To try to help begin to grapple with such situations, Rahwan and his colleagues conducted a series of Mechanical Turk surveys to study how people feel about moral dilemmas involving self-driving vehicles. And overall, they found that people were generally pretty utilitarian in outlook, believing that autonomous vehicles should be programmed such that in a case where they have to sacrifice the driver’s life to save multiple lives (by running into a wall, say, rather than running into a large crowd), the larger number of lives is saved.
But we’re not always such good utilitarians. Indeed, the surveys found “the first hint of a social dilemma” when respondents were then asked how they felt about buying such a car, knowing that it had such programming, as opposed to buying a car whose programming instructs it to always save the driver’s life (even if that would lead to more deaths overall in an accident).
“Even though participants still agreed that utilitarian [autonomous vehicles] were the most moral, they preferred the self-protective model for themselves,” the researchers report.
Meanwhile, yet another survey conducted for the study found that people were particularly uncomfortable with the idea of the government mandating or legislating that autonomous vehicles make utilitarian “choices” in key instances — even though the prior surveys had shown that people generally approve of these utilitarian choices in the abstract.
Strikingly, in one survey question, 59 percent of respondents suggested they were likely to buy an autonomous vehicle if there was no government regulation of its moral “choices,” but just 21 percent were likely to buy the vehicle if there was such regulation.
The authors therefore worry that actually mandating that these vehicles contain utilitarian algorithms could block their widespread adoption and public acceptance.

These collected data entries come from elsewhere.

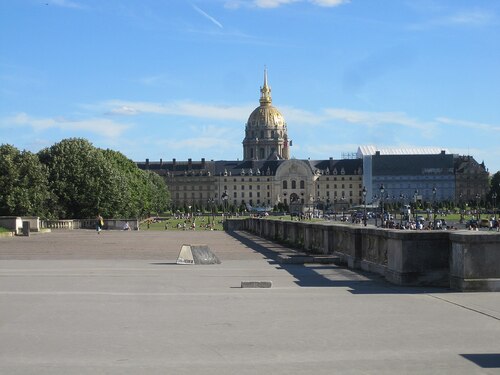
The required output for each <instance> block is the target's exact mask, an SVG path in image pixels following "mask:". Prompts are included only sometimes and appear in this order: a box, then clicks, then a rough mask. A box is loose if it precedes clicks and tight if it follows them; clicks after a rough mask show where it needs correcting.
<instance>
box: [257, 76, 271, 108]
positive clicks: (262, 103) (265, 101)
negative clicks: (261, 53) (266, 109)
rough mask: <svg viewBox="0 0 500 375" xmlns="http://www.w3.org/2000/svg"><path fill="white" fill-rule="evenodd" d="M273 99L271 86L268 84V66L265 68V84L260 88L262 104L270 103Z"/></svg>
mask: <svg viewBox="0 0 500 375" xmlns="http://www.w3.org/2000/svg"><path fill="white" fill-rule="evenodd" d="M271 101H272V100H271V88H270V87H269V86H268V85H267V68H264V86H262V87H261V88H260V105H270V104H271Z"/></svg>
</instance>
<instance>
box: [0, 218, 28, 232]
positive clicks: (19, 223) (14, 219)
mask: <svg viewBox="0 0 500 375" xmlns="http://www.w3.org/2000/svg"><path fill="white" fill-rule="evenodd" d="M0 227H2V228H5V229H9V230H11V231H12V232H14V233H15V234H16V235H18V234H21V233H22V232H23V219H21V218H20V217H18V216H0Z"/></svg>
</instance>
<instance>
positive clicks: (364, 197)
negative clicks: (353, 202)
mask: <svg viewBox="0 0 500 375" xmlns="http://www.w3.org/2000/svg"><path fill="white" fill-rule="evenodd" d="M361 193H362V194H363V202H364V204H365V212H364V213H363V224H364V225H365V227H366V222H367V219H368V218H367V217H366V187H365V186H363V190H362V191H361Z"/></svg>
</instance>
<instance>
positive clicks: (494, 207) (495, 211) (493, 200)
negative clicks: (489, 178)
mask: <svg viewBox="0 0 500 375" xmlns="http://www.w3.org/2000/svg"><path fill="white" fill-rule="evenodd" d="M491 198H493V218H494V219H495V221H496V220H497V209H496V208H497V193H496V192H495V193H493V194H492V195H491Z"/></svg>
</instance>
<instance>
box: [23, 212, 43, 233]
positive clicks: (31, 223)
mask: <svg viewBox="0 0 500 375" xmlns="http://www.w3.org/2000/svg"><path fill="white" fill-rule="evenodd" d="M21 219H22V220H23V221H27V222H29V223H30V231H31V232H40V218H39V217H38V216H23V217H22V218H21Z"/></svg>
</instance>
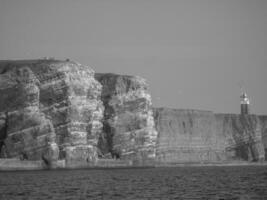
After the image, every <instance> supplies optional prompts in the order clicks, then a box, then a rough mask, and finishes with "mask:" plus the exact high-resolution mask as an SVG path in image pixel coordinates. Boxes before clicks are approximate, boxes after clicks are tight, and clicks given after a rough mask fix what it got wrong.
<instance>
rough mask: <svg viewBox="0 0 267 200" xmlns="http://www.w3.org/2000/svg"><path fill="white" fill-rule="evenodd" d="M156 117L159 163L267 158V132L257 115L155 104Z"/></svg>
mask: <svg viewBox="0 0 267 200" xmlns="http://www.w3.org/2000/svg"><path fill="white" fill-rule="evenodd" d="M154 118H155V123H156V128H157V130H158V132H159V136H158V146H157V160H158V161H159V162H160V163H205V162H230V161H235V160H244V161H263V160H264V157H265V152H264V144H263V139H262V138H263V137H266V136H265V135H266V134H265V135H264V133H263V131H262V130H261V129H262V127H263V123H262V122H261V121H260V119H259V117H257V116H255V115H234V114H213V113H212V112H209V111H198V110H176V109H168V108H155V109H154ZM265 127H266V125H265ZM265 148H266V146H265Z"/></svg>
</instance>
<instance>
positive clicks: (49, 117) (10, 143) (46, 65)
mask: <svg viewBox="0 0 267 200" xmlns="http://www.w3.org/2000/svg"><path fill="white" fill-rule="evenodd" d="M0 72H2V74H1V75H0V92H1V94H3V95H2V96H1V97H0V112H9V125H10V126H9V127H8V130H7V134H8V136H7V138H6V140H5V143H6V147H7V152H8V157H10V158H14V157H19V156H20V155H21V154H25V155H27V157H28V159H29V160H42V159H43V160H46V162H47V161H48V162H50V163H51V162H54V161H56V160H57V159H58V156H59V155H60V158H62V159H67V164H68V165H75V164H76V163H77V164H79V163H83V162H86V163H87V162H88V160H90V161H91V160H92V161H93V160H94V159H95V157H96V156H95V154H96V151H97V140H98V137H99V134H100V132H101V131H102V123H101V120H102V117H103V113H102V111H103V105H102V102H101V100H100V93H101V85H100V84H99V83H98V82H97V81H96V80H95V79H94V71H93V70H92V69H91V68H89V67H87V66H83V65H80V64H79V63H75V62H71V61H57V60H28V61H10V62H9V61H7V62H1V65H0ZM58 154H59V155H58Z"/></svg>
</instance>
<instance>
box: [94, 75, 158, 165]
mask: <svg viewBox="0 0 267 200" xmlns="http://www.w3.org/2000/svg"><path fill="white" fill-rule="evenodd" d="M96 79H97V80H98V81H99V82H100V83H101V84H102V85H103V90H102V95H101V99H102V101H103V103H104V106H105V112H104V122H103V125H104V129H103V130H104V132H103V135H102V137H101V138H100V140H99V149H100V151H101V152H102V154H107V153H111V155H112V156H113V157H117V158H121V159H131V160H133V161H135V162H136V164H137V165H139V164H141V165H142V164H144V163H146V162H149V161H152V160H154V159H155V147H156V142H157V131H156V130H155V128H154V119H153V111H152V102H151V96H150V95H149V94H148V91H147V84H146V82H145V80H144V79H142V78H140V77H135V76H122V75H115V74H96Z"/></svg>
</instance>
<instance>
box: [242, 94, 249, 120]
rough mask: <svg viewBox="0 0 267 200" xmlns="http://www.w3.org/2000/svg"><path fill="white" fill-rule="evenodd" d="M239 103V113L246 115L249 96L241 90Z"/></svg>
mask: <svg viewBox="0 0 267 200" xmlns="http://www.w3.org/2000/svg"><path fill="white" fill-rule="evenodd" d="M240 104H241V115H248V114H249V104H250V103H249V98H248V95H247V94H246V93H245V92H243V93H242V95H241V96H240Z"/></svg>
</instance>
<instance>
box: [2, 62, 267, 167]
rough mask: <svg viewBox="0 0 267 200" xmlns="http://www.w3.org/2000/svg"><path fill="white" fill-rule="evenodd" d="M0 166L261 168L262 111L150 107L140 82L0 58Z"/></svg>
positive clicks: (265, 150) (97, 73)
mask: <svg viewBox="0 0 267 200" xmlns="http://www.w3.org/2000/svg"><path fill="white" fill-rule="evenodd" d="M0 92H1V96H0V170H12V169H15V170H16V169H17V170H20V169H26V170H27V169H56V168H67V169H69V168H72V169H73V168H91V167H96V168H98V167H107V168H109V167H111V168H112V167H146V166H148V167H150V166H153V167H154V166H156V167H157V166H158V167H160V166H216V165H218V166H223V165H227V166H228V165H266V160H267V156H266V155H267V116H257V115H241V114H216V113H213V112H210V111H201V110H190V109H170V108H153V101H152V98H151V95H150V94H149V90H148V84H147V83H146V81H145V79H143V78H141V77H138V76H127V75H117V74H110V73H107V74H99V73H95V72H94V70H93V69H91V68H90V67H88V66H85V65H81V64H79V63H77V62H74V61H69V60H66V61H60V60H53V59H50V60H49V59H48V60H47V59H40V60H22V61H0Z"/></svg>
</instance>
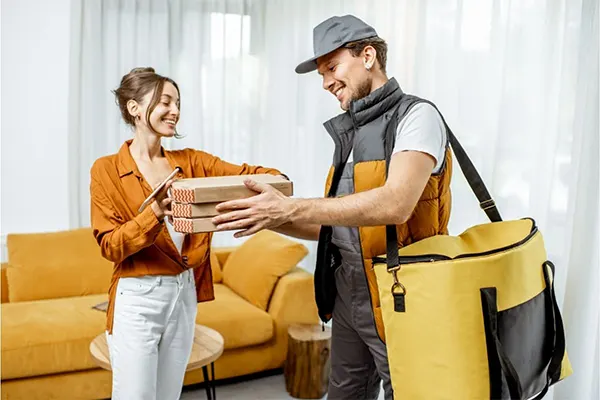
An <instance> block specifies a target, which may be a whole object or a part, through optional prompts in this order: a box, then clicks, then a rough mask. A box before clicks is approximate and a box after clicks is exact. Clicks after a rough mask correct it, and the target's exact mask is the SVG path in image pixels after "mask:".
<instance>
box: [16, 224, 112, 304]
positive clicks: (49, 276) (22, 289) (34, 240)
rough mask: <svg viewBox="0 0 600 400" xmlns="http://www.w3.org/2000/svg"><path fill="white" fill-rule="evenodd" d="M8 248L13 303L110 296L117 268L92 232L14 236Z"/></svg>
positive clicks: (17, 234) (87, 229) (50, 233)
mask: <svg viewBox="0 0 600 400" xmlns="http://www.w3.org/2000/svg"><path fill="white" fill-rule="evenodd" d="M7 248H8V260H9V263H10V266H9V268H8V269H7V273H6V278H7V282H8V286H9V288H10V290H9V301H10V302H11V303H12V302H18V301H32V300H44V299H54V298H60V297H72V296H86V295H90V294H104V293H107V292H108V286H109V284H110V278H111V275H112V270H113V264H112V263H111V262H110V261H108V260H106V259H104V258H103V257H102V256H101V254H100V247H99V246H98V244H97V243H96V241H95V239H94V236H93V235H92V230H91V229H89V228H85V229H74V230H70V231H62V232H49V233H32V234H10V235H8V236H7Z"/></svg>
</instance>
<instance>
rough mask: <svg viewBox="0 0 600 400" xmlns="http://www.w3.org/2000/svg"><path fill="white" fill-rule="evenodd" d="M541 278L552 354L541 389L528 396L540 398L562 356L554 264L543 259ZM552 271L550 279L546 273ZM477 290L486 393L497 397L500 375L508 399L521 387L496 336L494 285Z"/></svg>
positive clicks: (499, 390) (500, 394)
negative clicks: (481, 340)
mask: <svg viewBox="0 0 600 400" xmlns="http://www.w3.org/2000/svg"><path fill="white" fill-rule="evenodd" d="M542 267H543V275H544V282H545V283H546V293H547V295H548V296H547V297H546V302H547V303H546V307H547V308H548V309H550V310H551V311H552V312H551V313H550V315H551V321H549V323H548V324H547V325H546V326H547V331H546V334H547V335H549V336H550V337H552V342H553V343H552V344H553V346H552V356H551V357H550V361H549V362H548V365H547V369H546V383H545V385H544V388H543V389H542V391H541V392H540V393H539V394H538V395H537V396H535V397H534V398H533V399H532V400H540V399H542V398H543V397H544V396H545V395H546V393H547V392H548V389H549V388H550V386H551V385H553V384H554V383H556V382H558V381H559V380H560V374H561V369H562V360H563V358H564V354H565V348H566V343H565V341H566V340H565V331H564V327H563V320H562V316H561V314H560V309H559V307H558V303H557V301H556V295H555V293H554V271H555V268H554V264H553V263H552V262H550V261H546V262H545V263H544V264H543V266H542ZM548 269H550V270H551V271H552V280H551V279H550V276H549V274H548ZM480 291H481V303H482V310H483V322H484V327H485V332H486V343H487V348H488V362H489V369H490V396H491V398H492V399H496V398H498V399H499V398H501V395H502V375H504V378H505V379H506V383H507V385H508V390H509V393H510V398H511V399H523V389H522V387H521V382H520V380H519V375H518V373H517V372H516V370H515V368H514V367H513V365H512V363H511V362H510V360H509V358H508V356H507V355H506V352H505V351H504V349H503V347H502V343H501V342H500V339H499V337H498V308H497V292H496V288H494V287H492V288H483V289H480Z"/></svg>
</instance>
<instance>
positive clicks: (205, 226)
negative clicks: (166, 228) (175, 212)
mask: <svg viewBox="0 0 600 400" xmlns="http://www.w3.org/2000/svg"><path fill="white" fill-rule="evenodd" d="M173 229H174V230H175V231H176V232H180V233H204V232H214V231H216V230H217V227H216V226H215V225H214V224H213V223H212V218H177V217H173Z"/></svg>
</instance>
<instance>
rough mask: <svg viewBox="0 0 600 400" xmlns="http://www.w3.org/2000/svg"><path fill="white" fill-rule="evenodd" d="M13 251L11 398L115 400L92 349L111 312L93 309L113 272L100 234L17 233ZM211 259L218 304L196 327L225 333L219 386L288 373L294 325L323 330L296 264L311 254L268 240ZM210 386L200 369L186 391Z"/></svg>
mask: <svg viewBox="0 0 600 400" xmlns="http://www.w3.org/2000/svg"><path fill="white" fill-rule="evenodd" d="M299 246H300V247H299ZM7 250H8V263H5V264H2V274H1V278H2V314H1V318H2V323H1V326H2V331H1V334H2V359H1V366H2V371H1V378H2V387H1V392H2V399H27V400H34V399H44V400H48V399H103V398H109V397H110V394H111V373H110V372H109V371H105V370H102V369H100V368H98V367H97V366H96V364H95V363H94V361H93V360H92V358H91V356H90V354H89V344H90V342H91V341H92V339H93V338H94V337H96V336H97V335H99V334H101V333H103V332H104V327H105V320H106V314H105V313H104V312H102V311H98V310H96V309H93V308H92V306H94V305H97V304H99V303H102V302H104V301H106V300H107V295H106V292H107V290H108V284H109V281H110V274H111V272H112V265H111V263H109V262H108V261H106V260H104V259H103V258H102V257H100V254H99V248H98V246H97V244H96V243H95V241H94V239H93V236H92V233H91V230H90V229H77V230H72V231H65V232H53V233H38V234H18V235H8V237H7ZM212 253H213V255H212V256H211V267H212V269H213V281H214V282H215V297H216V299H215V300H214V301H211V302H205V303H200V304H198V316H197V323H199V324H203V325H206V326H209V327H211V328H213V329H215V330H217V331H218V332H220V333H221V335H223V338H224V341H225V350H224V352H223V355H222V356H221V357H220V358H219V359H218V360H217V361H216V363H215V374H216V378H217V379H225V378H230V377H237V376H242V375H246V374H251V373H255V372H260V371H266V370H270V369H276V368H280V367H282V365H283V362H284V360H285V357H286V351H287V327H288V325H289V324H291V323H307V324H312V323H318V316H317V310H316V305H315V301H314V292H313V277H312V275H311V274H309V273H308V272H306V271H304V270H303V269H301V268H298V267H297V266H296V261H297V260H298V259H299V258H300V259H301V258H302V257H304V255H306V248H305V247H304V246H302V245H301V244H299V243H296V242H294V241H291V240H289V239H286V238H284V237H282V236H279V235H276V234H275V233H273V232H264V233H263V232H261V233H260V234H258V235H255V237H252V238H250V239H249V240H247V241H246V242H244V243H243V244H242V245H241V246H238V247H233V248H215V249H213V252H212ZM290 262H293V263H294V264H293V265H291V266H290V265H288V264H289V263H290ZM263 265H264V268H263V267H262V266H263ZM202 381H203V377H202V372H201V370H197V371H191V372H188V373H187V374H186V377H185V381H184V385H190V384H195V383H200V382H202Z"/></svg>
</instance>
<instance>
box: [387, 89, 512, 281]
mask: <svg viewBox="0 0 600 400" xmlns="http://www.w3.org/2000/svg"><path fill="white" fill-rule="evenodd" d="M420 102H423V103H427V104H430V105H431V106H433V108H435V110H436V111H437V112H438V114H439V116H440V117H441V118H442V121H443V122H444V127H445V128H446V132H447V134H448V140H449V142H450V146H451V147H452V151H453V152H454V155H455V156H456V160H457V161H458V165H459V166H460V169H461V170H462V172H463V174H464V176H465V178H466V179H467V182H468V183H469V186H470V187H471V189H472V190H473V193H475V196H476V197H477V200H479V205H480V206H481V208H482V209H483V211H485V213H486V214H487V216H488V218H489V219H490V221H492V222H499V221H502V217H501V216H500V212H499V211H498V208H497V207H496V203H495V202H494V200H493V199H492V196H491V195H490V193H489V192H488V190H487V188H486V186H485V184H484V183H483V180H482V179H481V176H480V175H479V172H477V169H476V168H475V166H474V165H473V162H472V161H471V159H470V158H469V156H468V155H467V152H466V151H465V149H464V148H463V147H462V145H461V144H460V142H459V141H458V139H457V138H456V136H454V134H453V133H452V130H451V129H450V127H449V126H448V124H446V120H445V119H444V116H443V115H442V113H440V112H439V110H438V109H437V107H436V106H435V104H433V103H431V102H430V101H427V100H422V99H418V100H416V101H414V102H412V103H411V104H410V106H409V107H408V108H410V107H412V106H414V105H416V104H417V103H420ZM401 108H402V107H401V106H399V107H398V108H397V109H396V111H395V112H394V115H393V116H392V120H391V121H390V122H389V123H388V126H387V129H386V134H385V144H384V147H385V154H386V174H387V171H388V169H389V164H390V160H391V156H392V151H393V149H394V144H395V141H396V129H397V128H398V123H399V121H398V114H399V111H400V109H401ZM402 110H403V111H404V110H406V107H404V108H402ZM386 240H387V265H388V269H390V268H394V267H396V266H398V265H399V264H400V261H399V258H398V236H397V233H396V226H395V225H388V226H386Z"/></svg>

And this widespread adoption, they think, would still save a lot of lives, notwithstanding what happens in a few, relatively rare trolley dilemma type scenarios.
Granted, it is far from clear whether engineers who design self-driving cars will actually be giving them any explicit instructions on choices about dilemmas like these — rather, the vehicles’ situational “choices” might emerge from the combination of other different aspects of its complex programming, said Rahwan.
“Whether or not a programmer explicitly programs cars to do something, they will do something, and it will be implicit in the algorithm,” he said. “If we don’t have a discussion on this, then that assumption will be completely arbitrary.”
In an accompanying essay, meanwhile, Harvard moral psychologist Joshua Greene analyzes the study and remarks that “Before we can put our values into machines, we have to figure out how to make our values clear and consistent.”
“What’s interesting about this paper is that it not only measures an aspect of public opinion, but really highlights a deep inconsistency in ordinary people’s thinking about it,” said Greene in an interview. “To me what’s valuable here is drawing out that inconsistency … and saying, ‘Hey folks, we have to figure out, what are our values here, what trade-offs are we willing or unwilling to make.’ ”
The core moral divide here is actually a deep and persistent one, Greene says, and hardly exclusive to issues involving autonomous vehicles. Rather, the tension is over doing the right thing for society, as opposed to doing the right thing for one or a few individuals.
“Whether you’re talking about an arms race, or polluting the oceans, or any number of other things, it’s the same,” he says. “It’s the ‘me’ option versus the ‘us’ option.”